Referring to FIGS. 7 and 8, in operation, a plurality of flowable regions is formed on substrate 30 at step 100. A first subset of the plurality of flowable regions comprises a first composition, and a second subset of the plurality of flowable regions includes a second composition, differing from the first composition. The first and second subsets of the plurality of flowable regions are provided with a surface having a desired shape at step 102. This is typically achieved by contact with molds 28 a, 28 b, 28 c and 28 d, as discussed above. Thereafter, at step 104, the first and second subsets of the plurality of flowable regions are solidified, such as by exposure to actinic radiation, as discussed above.

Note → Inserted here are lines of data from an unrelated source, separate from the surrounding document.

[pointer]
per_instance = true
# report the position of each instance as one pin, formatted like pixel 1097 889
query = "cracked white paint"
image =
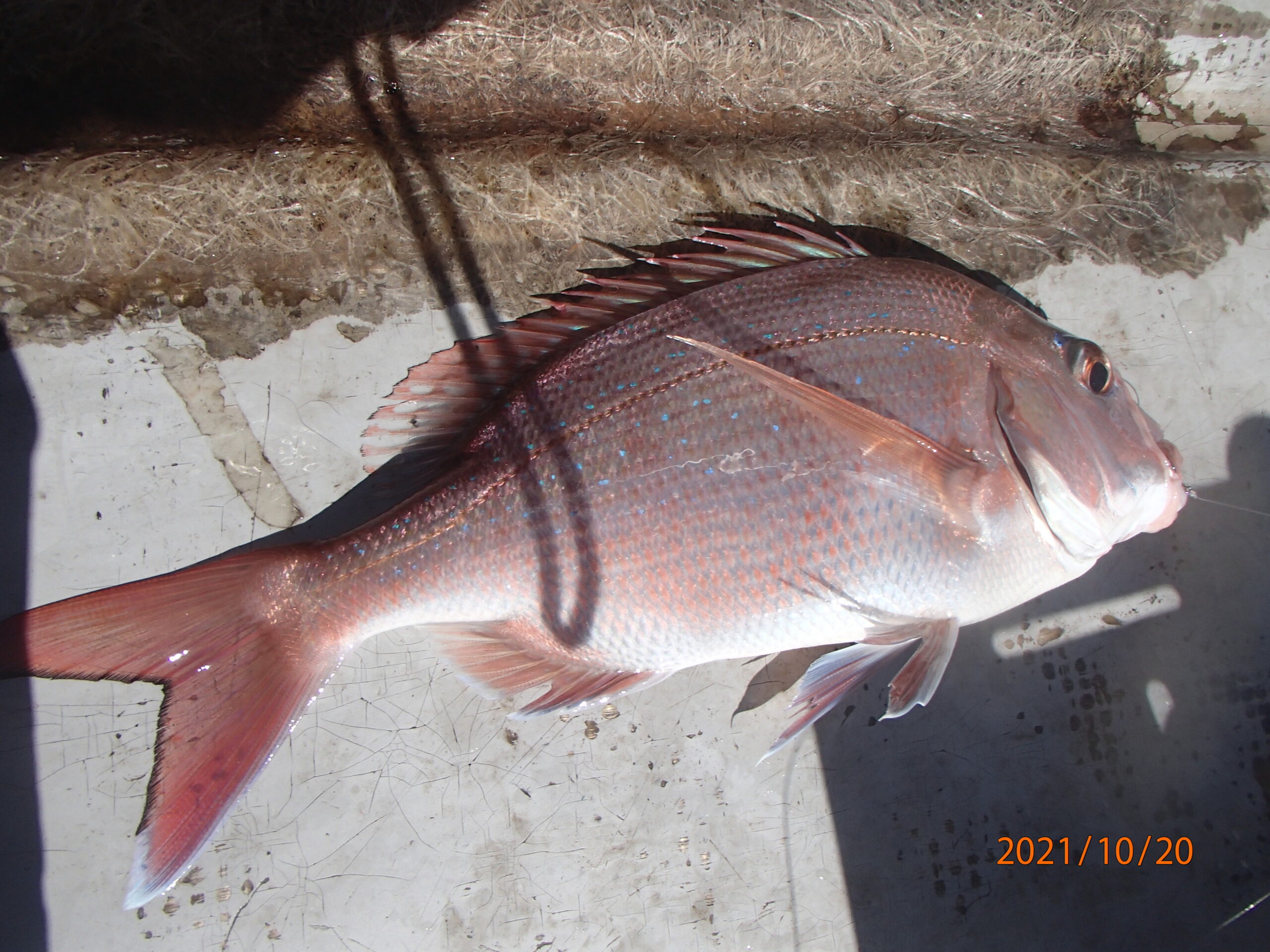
pixel 1221 92
pixel 196 380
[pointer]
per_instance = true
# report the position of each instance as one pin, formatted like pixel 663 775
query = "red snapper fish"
pixel 780 443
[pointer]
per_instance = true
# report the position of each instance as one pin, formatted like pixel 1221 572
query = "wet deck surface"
pixel 404 812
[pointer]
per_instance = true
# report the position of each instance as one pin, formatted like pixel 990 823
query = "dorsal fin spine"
pixel 441 399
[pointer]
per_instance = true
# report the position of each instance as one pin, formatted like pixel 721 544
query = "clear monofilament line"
pixel 1192 494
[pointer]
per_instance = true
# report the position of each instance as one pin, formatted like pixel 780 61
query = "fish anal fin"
pixel 502 659
pixel 921 676
pixel 940 475
pixel 828 679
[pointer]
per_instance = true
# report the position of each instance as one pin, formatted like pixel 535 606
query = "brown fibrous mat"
pixel 525 141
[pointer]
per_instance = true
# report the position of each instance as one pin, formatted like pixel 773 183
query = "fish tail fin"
pixel 238 664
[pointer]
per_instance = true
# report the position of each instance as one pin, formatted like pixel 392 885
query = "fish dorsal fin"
pixel 937 474
pixel 437 403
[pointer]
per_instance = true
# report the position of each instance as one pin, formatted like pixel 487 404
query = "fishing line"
pixel 1191 494
pixel 789 848
pixel 1246 909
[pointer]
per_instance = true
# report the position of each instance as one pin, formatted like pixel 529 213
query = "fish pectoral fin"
pixel 827 681
pixel 505 658
pixel 939 474
pixel 917 681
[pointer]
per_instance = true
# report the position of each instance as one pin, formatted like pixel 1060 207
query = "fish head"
pixel 1098 466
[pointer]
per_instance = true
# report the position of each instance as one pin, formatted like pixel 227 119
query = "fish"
pixel 775 443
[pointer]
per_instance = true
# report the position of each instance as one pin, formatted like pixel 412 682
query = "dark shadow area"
pixel 1062 743
pixel 205 69
pixel 22 905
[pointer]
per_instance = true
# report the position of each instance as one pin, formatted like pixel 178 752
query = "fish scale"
pixel 779 443
pixel 731 599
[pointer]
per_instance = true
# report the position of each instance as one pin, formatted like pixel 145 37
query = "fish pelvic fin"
pixel 940 476
pixel 501 659
pixel 832 676
pixel 921 676
pixel 238 669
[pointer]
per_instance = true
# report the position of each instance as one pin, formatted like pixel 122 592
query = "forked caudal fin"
pixel 237 669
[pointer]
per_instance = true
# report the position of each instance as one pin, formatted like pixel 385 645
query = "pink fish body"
pixel 816 447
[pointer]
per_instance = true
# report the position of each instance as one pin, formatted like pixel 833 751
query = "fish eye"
pixel 1090 365
pixel 1098 376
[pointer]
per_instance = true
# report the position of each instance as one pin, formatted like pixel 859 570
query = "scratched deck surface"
pixel 405 813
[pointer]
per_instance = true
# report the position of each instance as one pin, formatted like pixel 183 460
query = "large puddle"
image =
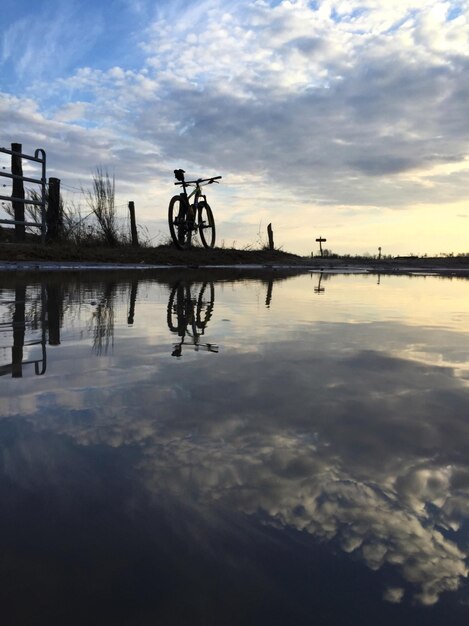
pixel 277 449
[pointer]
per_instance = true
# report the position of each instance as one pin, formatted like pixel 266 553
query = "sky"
pixel 341 118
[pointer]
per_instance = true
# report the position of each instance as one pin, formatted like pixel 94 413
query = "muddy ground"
pixel 12 253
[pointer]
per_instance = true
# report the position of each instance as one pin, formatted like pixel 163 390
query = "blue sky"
pixel 343 118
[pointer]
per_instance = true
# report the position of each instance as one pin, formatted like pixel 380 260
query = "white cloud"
pixel 347 104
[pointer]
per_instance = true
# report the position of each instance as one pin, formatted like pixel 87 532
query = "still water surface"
pixel 265 450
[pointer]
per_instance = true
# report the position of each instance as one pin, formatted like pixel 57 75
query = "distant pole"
pixel 271 237
pixel 54 312
pixel 133 299
pixel 19 316
pixel 54 217
pixel 321 240
pixel 18 190
pixel 133 225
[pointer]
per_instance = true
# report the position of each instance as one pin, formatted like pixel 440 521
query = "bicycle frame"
pixel 195 218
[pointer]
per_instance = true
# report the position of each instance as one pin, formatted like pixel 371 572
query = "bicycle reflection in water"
pixel 189 314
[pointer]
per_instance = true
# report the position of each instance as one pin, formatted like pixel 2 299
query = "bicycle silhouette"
pixel 190 214
pixel 188 315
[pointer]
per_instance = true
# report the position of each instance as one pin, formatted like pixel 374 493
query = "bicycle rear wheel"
pixel 206 225
pixel 180 227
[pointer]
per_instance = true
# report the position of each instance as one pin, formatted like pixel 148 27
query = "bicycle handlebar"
pixel 199 181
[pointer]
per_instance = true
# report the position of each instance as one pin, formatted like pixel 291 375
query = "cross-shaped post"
pixel 320 239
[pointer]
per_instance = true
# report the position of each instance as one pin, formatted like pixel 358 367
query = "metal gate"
pixel 39 157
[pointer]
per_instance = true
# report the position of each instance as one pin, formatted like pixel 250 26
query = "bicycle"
pixel 188 315
pixel 186 219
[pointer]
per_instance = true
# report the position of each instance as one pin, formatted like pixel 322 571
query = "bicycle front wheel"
pixel 179 226
pixel 206 225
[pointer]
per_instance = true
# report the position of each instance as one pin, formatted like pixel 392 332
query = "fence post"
pixel 133 225
pixel 54 214
pixel 271 237
pixel 18 191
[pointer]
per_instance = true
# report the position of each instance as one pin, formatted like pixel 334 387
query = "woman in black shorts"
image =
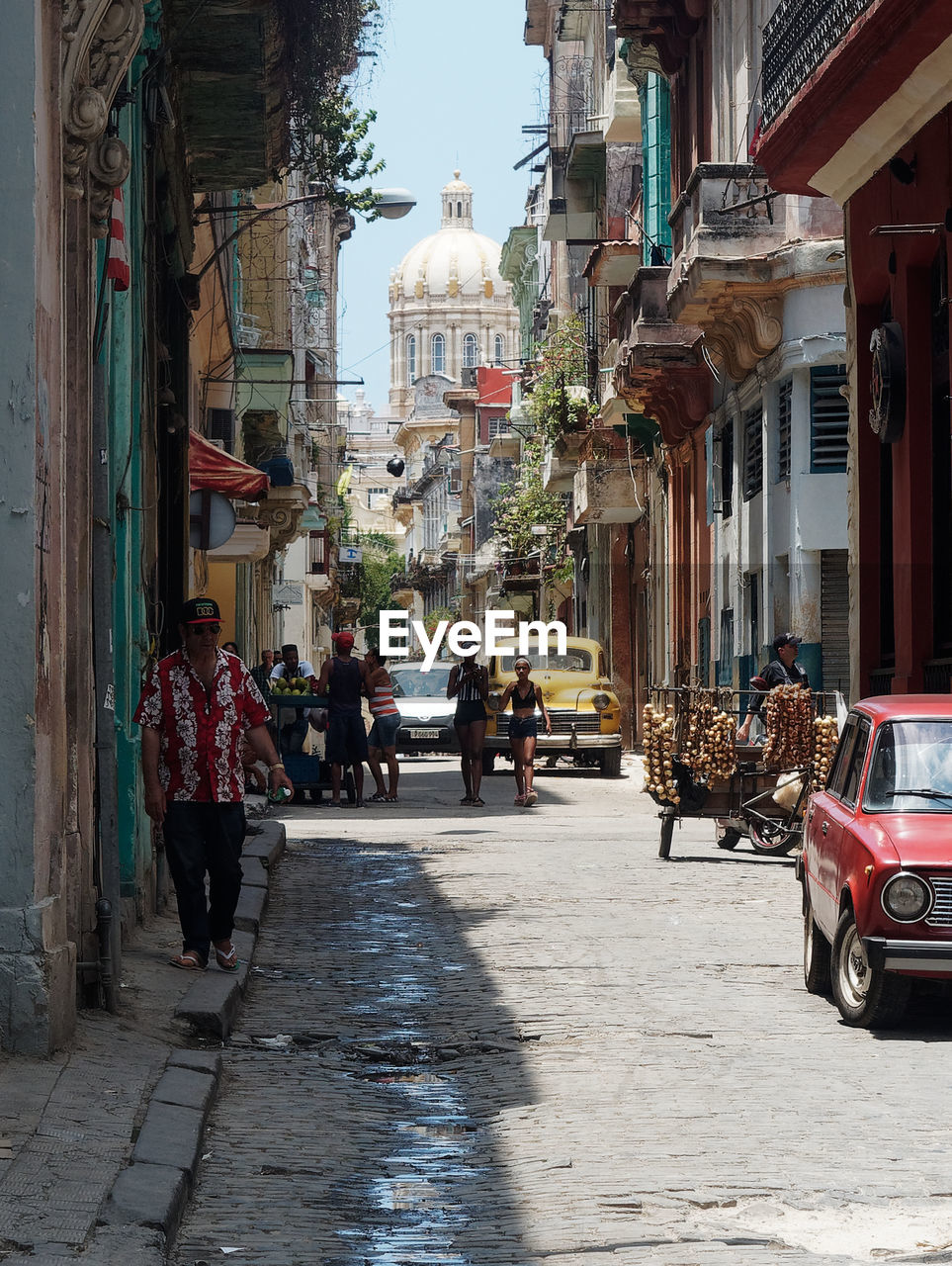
pixel 523 728
pixel 469 685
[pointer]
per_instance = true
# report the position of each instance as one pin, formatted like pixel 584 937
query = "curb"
pixel 152 1192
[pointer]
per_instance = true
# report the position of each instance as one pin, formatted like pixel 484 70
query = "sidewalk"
pixel 99 1144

The embodiments of the present invention described above are exemplary. For example, anomalies in processing regions other than film thickness may be determined. For example, distortions in the pattern may formed in imprinting layer may be sensed and the cause of the same determined employing the present invention. As a result, many changes and modifications may be made to the disclosure recited above, while remaining within the scope of the invention. Therefore, the scope of the invention should not be limited by the above description, but instead should be determined with reference to the appended claims along with their full scope of equivalents.